To begin, members of the flagging association began sending requests for change to the then minister of justice and attorney general Shirley Bond in May 2012.
This continued until September 2012, when former minister of transportation Blair Leckstrom announced that fines would be doubled in construction zones.
Bond said she was taking action on the flaggers’ concerns. Leckstrom said he was supporting Bond with this change in the law.
“When Shirley Bond was the Minister of Transport, she committed her efforts, but to date has done nothing but passing the buck down the line,” said Sampson.
“When Blair Leckstrom became the minister of transport, he tried ignoring our endless emails and letters dated back to Dec 2011 and it was only when we involved the media (that) we finally received a reply.”

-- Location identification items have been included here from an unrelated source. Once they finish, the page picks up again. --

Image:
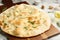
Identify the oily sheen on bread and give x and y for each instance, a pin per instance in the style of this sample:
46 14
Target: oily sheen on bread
24 21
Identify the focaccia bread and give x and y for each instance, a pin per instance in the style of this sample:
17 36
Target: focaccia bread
24 21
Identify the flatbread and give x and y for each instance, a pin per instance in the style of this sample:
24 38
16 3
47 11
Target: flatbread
24 21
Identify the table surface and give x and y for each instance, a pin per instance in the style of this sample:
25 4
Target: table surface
57 37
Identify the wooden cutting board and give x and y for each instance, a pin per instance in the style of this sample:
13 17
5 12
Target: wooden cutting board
51 32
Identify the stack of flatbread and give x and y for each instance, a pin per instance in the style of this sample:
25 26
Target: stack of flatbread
24 21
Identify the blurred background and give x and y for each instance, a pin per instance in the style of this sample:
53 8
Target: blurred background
51 7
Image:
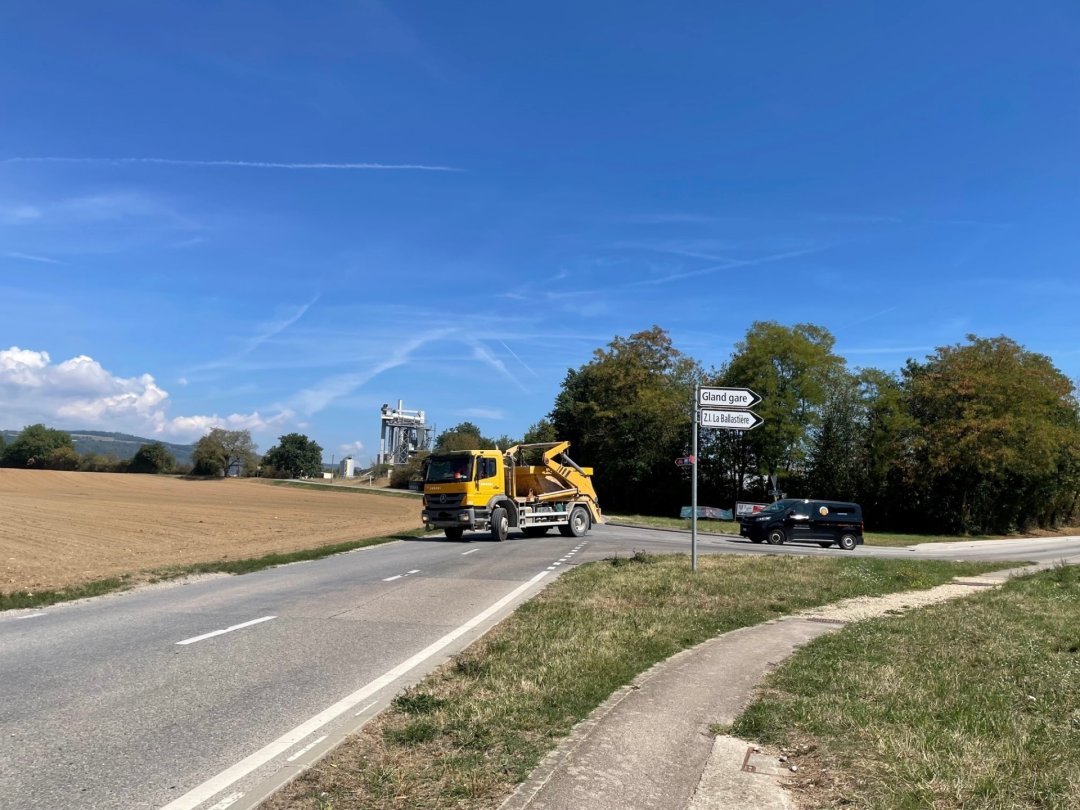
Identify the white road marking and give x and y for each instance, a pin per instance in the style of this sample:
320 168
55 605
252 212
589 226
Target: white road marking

The confusion surrounding the issue is due to the fact that fines in construction zones are the responsibility of both the Ministry of Justice and the Ministry of Transportation and Infrastructure.
The Ministry of Justice is responsible for traffic laws and has authority to establish fines through the Offence Act Regulation.
However, the Ministry of Transportation and Infrastructure is responsible for rules of the road, which includes setting speed limits and posting signs in construction zones.
Bond told the flaggers in July 2012 that fines for speeding in construction zones would not be doubled.
She said this decision is up to the policing authority and she can’t interfere with, or direct, police in particular investigations.
This includes the enforcement of speeding infractions and penalties related to disobeying a flagger’s directions in construction zones, as contained in the Motor Vehicle Act.
At the same time, Bond said the Ministry of Transportation and Infrastructure has the responsibility for changing the fine structure in construction zones.
After providing this explanation, Bond forwarded the flagger’s request to RCMP Superintendent Denis Boucher.
Next, they were advised by the RCMP and local law enforcement that they cannot change the laws.
They said they are governed by the Motor Vehicle Act, under the minister of justice and attorney general.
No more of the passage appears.